Tropical Smoothie Cafe
After crisis, bankers turn to restaurant industry
Amid the global financial crisis, with the world’s largest banks reporting losses in the billions of dollars, Duane Clark, a 24-year veteran of the commercial banking industry, did something he never expected to do: He opened a smoothie shop.
“I always swore I would never go into the restaurant business,” Clark says. “I always called it the beast. You live it, you drink it, you eat it—that’s your life.”
But in October of 2009, Clark opened a Tropical Smoothie Café in Panama City Beach, Florida. On June 12, he opened a second location further north along the Sunshine State panhandle in Pensacola.

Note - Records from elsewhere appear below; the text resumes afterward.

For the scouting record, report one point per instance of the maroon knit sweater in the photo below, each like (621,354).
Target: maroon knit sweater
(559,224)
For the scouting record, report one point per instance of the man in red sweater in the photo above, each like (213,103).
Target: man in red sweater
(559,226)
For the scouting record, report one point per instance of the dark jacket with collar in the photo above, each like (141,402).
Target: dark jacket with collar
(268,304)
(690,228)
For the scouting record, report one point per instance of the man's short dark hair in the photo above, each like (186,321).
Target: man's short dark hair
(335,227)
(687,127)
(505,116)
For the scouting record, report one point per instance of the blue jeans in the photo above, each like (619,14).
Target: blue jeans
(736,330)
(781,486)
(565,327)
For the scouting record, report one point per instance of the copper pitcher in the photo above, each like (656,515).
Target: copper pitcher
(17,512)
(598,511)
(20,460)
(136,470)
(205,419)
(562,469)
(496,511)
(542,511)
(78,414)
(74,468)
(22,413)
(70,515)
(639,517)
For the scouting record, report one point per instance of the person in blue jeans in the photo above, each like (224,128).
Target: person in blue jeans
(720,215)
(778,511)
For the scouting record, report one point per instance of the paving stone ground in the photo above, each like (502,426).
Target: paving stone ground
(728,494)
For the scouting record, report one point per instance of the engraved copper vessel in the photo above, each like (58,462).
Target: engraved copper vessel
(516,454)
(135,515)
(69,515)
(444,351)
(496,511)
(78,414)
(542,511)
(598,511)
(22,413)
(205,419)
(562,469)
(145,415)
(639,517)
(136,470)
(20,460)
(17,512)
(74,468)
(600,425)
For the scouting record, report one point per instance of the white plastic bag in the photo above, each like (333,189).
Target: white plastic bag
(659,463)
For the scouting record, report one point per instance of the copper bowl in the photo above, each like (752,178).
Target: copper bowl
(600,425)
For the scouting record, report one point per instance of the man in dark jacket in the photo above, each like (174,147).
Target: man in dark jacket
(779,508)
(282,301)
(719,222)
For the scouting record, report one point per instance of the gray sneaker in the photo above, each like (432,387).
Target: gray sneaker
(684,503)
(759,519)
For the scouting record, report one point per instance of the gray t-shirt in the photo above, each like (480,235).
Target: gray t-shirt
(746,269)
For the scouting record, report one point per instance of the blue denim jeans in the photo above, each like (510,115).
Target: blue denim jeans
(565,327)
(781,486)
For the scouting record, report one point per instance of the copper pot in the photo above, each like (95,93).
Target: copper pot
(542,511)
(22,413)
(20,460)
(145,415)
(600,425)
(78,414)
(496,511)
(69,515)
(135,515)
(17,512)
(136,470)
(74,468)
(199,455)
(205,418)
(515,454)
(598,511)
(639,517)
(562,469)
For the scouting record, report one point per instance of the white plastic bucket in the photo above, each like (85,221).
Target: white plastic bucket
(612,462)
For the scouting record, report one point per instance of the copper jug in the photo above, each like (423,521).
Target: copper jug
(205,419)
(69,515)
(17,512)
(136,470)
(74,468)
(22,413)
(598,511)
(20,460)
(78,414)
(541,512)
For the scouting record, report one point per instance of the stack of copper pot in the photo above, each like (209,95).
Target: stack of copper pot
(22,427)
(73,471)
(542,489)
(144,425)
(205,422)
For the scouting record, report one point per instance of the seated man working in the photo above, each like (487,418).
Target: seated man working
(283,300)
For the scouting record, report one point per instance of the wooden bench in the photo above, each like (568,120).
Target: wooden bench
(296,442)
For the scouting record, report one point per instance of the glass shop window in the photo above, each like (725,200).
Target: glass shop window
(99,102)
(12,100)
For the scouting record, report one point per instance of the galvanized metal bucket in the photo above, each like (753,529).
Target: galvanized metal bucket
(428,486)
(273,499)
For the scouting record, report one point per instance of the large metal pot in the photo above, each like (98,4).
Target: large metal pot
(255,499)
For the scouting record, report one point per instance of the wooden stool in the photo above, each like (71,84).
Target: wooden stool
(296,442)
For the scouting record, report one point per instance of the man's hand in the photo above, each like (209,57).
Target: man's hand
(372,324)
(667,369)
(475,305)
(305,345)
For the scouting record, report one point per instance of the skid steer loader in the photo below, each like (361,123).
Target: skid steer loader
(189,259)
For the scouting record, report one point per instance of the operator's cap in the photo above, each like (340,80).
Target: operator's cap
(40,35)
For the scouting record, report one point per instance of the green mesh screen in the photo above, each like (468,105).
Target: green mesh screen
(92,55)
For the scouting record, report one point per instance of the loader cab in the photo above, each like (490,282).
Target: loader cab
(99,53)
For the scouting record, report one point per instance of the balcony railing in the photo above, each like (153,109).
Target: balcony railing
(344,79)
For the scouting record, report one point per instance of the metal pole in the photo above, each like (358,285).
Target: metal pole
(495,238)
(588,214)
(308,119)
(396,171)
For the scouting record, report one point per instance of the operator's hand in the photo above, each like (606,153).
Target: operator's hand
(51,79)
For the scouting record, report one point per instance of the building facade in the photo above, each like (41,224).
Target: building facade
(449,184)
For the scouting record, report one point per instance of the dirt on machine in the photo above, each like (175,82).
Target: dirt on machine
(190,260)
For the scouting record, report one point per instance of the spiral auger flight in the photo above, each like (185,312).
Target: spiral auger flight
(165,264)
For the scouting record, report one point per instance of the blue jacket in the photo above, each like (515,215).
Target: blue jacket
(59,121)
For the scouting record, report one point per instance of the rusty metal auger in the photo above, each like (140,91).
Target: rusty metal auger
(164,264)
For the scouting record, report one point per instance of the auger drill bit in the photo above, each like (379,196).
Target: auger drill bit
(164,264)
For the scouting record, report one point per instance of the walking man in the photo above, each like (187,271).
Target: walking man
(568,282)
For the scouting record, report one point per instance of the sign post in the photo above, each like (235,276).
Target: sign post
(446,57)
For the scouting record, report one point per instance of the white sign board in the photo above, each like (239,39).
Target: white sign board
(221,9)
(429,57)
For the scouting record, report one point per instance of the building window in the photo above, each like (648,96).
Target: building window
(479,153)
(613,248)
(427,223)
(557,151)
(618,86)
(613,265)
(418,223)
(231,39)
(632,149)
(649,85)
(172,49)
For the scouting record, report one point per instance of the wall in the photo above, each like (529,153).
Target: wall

At AmSouth Bank (now Regions Bank), Clark had helped Tropical Smoothie Café, which is based in Destin, Florida, get financing to open several locations. Over the years, he met the company’s corporate officers and gained a nuanced understanding of how Tropical Smoothie operated.
As a banker, Clark knew how to evaluate an investment, and he concluded that a concept offering low-priced food and smoothies was a winner in a down economy. He also liked Tropical Smoothie’s young, health-conscious customer base.
But above all, Clark was looking for something steady after one of the most chaotic years in the history of global finance, when giant banks teetered and some, like Lehman Brothers, toppled.
“The draw was the stability, and that quick service has shown such growth trends,” Clark says.
With a money background, Clark says he avoided a common mistake of the upstart restaurant operator: incorrectly assessing costs.